Foxx was sworn in July 2 as DOT secretary, a job that will face challenges including political gridlock in and decaying national infrastructure.
Since then, he's had to deal with a commercial airline crash in San Francisco and the lingering effects of the sequester budget cuts on the department, in addition to learning an agency that has a $70-billion budget and more than 55,000 employees.
"This first several days and weeks is really all about internal focus and trying to make sure that before I start launching out there in the public space too much that I take the time to learn the business, so to speak," said Foxx. Before Tuesday's interview, one of Foxx's press aides said that he would not answer any questions about Charlotte Douglas International Airport and the legislation passed last week to transfer control of the airport to a new, independent commission, or about the impending US Airways-American Airlines merger.
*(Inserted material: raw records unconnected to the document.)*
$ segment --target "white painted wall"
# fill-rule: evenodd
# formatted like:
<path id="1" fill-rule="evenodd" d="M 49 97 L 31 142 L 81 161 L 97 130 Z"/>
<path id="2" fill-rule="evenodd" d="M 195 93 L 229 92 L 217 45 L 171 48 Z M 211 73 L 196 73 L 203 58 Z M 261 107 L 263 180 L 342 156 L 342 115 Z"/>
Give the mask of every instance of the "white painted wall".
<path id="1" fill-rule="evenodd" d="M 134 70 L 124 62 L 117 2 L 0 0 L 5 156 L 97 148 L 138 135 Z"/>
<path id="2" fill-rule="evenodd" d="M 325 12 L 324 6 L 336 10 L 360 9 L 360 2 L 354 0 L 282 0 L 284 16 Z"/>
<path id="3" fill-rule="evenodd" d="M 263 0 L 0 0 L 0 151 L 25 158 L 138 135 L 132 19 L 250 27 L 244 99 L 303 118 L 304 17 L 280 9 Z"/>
For ethics reasons, Foxx has recused himself from issues involving Charlotte, officials said.
On other issues ranging from air travel to rail to air, Foxx said:
--He's still awaiting the results of a safety analysis on Boeing's 787 Dreamliner airplane, which has been plagued by battery-related issues.
"It's leading-edge technology. It's a product that's an example of where we're going in the future of aviation. It's my hope and expectation that the 787 will be a great success."
--States experimenting with measures to deal with declining gas tax revenues, such as taxing vehicle miles traveled and toll roads, could point the way to solutions for closing funding shortfalls nationwide.
--High-speed rail travel in places such as California and North Carolina is a priority. "I think Europe has done a pretty effective job of making rail on par with other modes of getting around. The president is still very committed to rail, and I am as well."
--The tension between cities such as Charlotte and the North Carolina General Assembly this year could hurt the state's competitiveness, Foxx said. "To the extent that we're undercutting our ability to prepare people for the jobs of the 21st century, that's a problem," he said.
In the race to succeed him as Charlotte's next elected mayor, Foxx won't say who he supports.
"I'm not touching that one," said Foxx, with a smile.
And speculation has already started about what Foxx might do after his job as secretary of transportation likely comes to an end with the end of President Barack Obama's second term in 2016. Will he challenge N.C. Gov. Pat McCrory?
"I keep getting that question," Foxx said with a laugh. "I thought you had a governor."